▽ルワンダによるM23への軍事支援は国際的な非難を巻き起こしている。
アフリカ中央部・ルワンダのカガメ(Paul Kagame)大統領は30日、コンゴ民主共和国で猛威を振るう反政府勢力M23(3月23日運動)への支援を擁護し、「対決」の用意ができていると表明した。
M23は30日、コンゴ東部・北キブ州の州都ゴマを支配下に置き、南キブ州の州都ブカブに向けて南下を開始した。
ルワンダによるM23への軍事支援は国際的な非難を巻き起こしている。
多くの欧州諸国がルワンダへの援助を停止。イギリスは4000万ドルの援助を差し止めると警告している。
このような反発にもかかわらず、ルワンダ軍はM23を支援し、ゴマで堂々と活動。SNSでもその活動を擁護する意見が相次いでいる。
ルワンダ大統領府は声明で、「コンゴと戦う準備ができている」と述べ、欧州諸国の非難を退けた。
M23はルワンダとウガンダの支援を受けていたコンゴのツチ族武装集団の元戦闘員で構成され、2009年3月に締結された和平協定により、コンゴ軍に編入された。
しかし、M23の戦闘員はコンゴ軍に編入された後もルワンダ国境付近で活動を続け、13年の紛争に敗れるとルワンダやウガンダに逃亡。21年11月頃から活動を活発化させ、北キブ州の複数の集落を占領した。

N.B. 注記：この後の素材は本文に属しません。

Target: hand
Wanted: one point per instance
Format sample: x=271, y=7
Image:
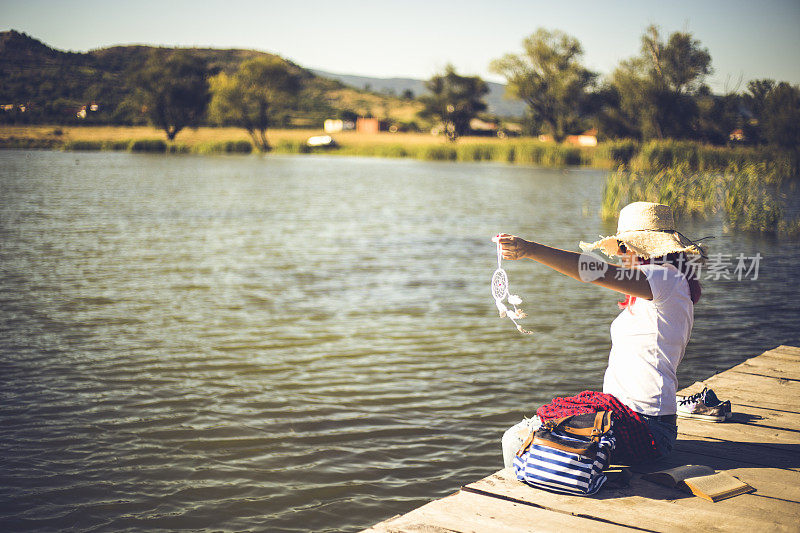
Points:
x=512, y=247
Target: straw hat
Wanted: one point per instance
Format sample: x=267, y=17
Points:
x=648, y=230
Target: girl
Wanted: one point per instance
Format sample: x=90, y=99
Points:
x=658, y=275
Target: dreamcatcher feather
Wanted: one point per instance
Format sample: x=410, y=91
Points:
x=500, y=293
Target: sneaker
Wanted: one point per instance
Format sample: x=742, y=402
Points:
x=711, y=400
x=704, y=406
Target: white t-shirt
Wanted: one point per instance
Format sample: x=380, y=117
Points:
x=648, y=340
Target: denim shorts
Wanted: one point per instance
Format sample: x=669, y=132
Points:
x=665, y=434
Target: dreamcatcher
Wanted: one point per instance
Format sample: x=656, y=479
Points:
x=500, y=293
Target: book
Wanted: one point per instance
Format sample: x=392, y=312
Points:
x=702, y=481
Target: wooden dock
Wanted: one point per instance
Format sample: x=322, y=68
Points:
x=760, y=445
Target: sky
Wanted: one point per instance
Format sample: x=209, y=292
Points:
x=416, y=39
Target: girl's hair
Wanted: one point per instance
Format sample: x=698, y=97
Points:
x=689, y=268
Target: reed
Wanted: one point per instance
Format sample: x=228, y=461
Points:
x=655, y=155
x=748, y=197
x=148, y=145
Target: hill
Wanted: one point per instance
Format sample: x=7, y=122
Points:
x=41, y=84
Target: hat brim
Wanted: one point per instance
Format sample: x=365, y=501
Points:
x=647, y=244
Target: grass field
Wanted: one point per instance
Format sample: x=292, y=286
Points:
x=743, y=183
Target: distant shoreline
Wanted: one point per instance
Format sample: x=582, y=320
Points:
x=610, y=155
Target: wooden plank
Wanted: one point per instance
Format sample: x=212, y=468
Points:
x=769, y=367
x=769, y=385
x=771, y=483
x=781, y=354
x=647, y=505
x=789, y=350
x=466, y=511
x=736, y=432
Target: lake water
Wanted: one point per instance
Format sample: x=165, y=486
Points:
x=298, y=343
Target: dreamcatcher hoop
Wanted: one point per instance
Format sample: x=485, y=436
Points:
x=500, y=292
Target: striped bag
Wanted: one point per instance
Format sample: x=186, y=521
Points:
x=568, y=454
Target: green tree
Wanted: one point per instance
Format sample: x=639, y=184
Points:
x=549, y=77
x=260, y=90
x=754, y=100
x=172, y=90
x=454, y=100
x=780, y=117
x=656, y=92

コンゴ、米国、国連安保理はルワンダ政府がM23を支援していると指摘。ルワンダはこの主張を否定している。
1994年のルワンダ大虐殺に関与したとされるフツ族の住民数千人がコンゴ東部に逃げ込んで以来、両国の関係は緊張状態にある。
M23はコンゴに逃げ込んだフツ族の掃討を目指しているものとみられる。ルワンダはコンゴ政府が組織的に大虐殺の加害者であるフツ族を匿っていると主張している。
国連はコンゴ国内で活動するルワンダ兵を最大4000人と推定している。
政府とM23による戦争は世界最大級の人道危機に発展。700万人以上が避難を余儀なくされている。
M23はこの数週間で支配地域を拡大し、ゴマを包囲していた。
ゴマには国連コンゴ民主共和国安定化ミッション(MONUSCO)の本部と南部アフリカ地域圏の基地があり、郊外の避難民キャンプでは少なくとも200万人がテント生活を送っている。
ルワンダ大虐殺の犠牲者は80万~100万人と推定されている。フツ族の過激派はツチ族だけでなく、フツ族の穏健派も殺害した。
コンゴ東部では国際テロ組織アルカイダやイスラム国(ISIS)とつながりのある過激派など、120以上の武装勢力が活動している。
政府はISIS系組織「民主同盟軍(ADF)」の攻撃にも対処する必要があり、厳しい戦いを強いられている。
ADFはウガンダで発足した反政府勢力。1990年代半ばから北キブ州などに拠点を置き、民間人数千人を虐殺したと告発されている。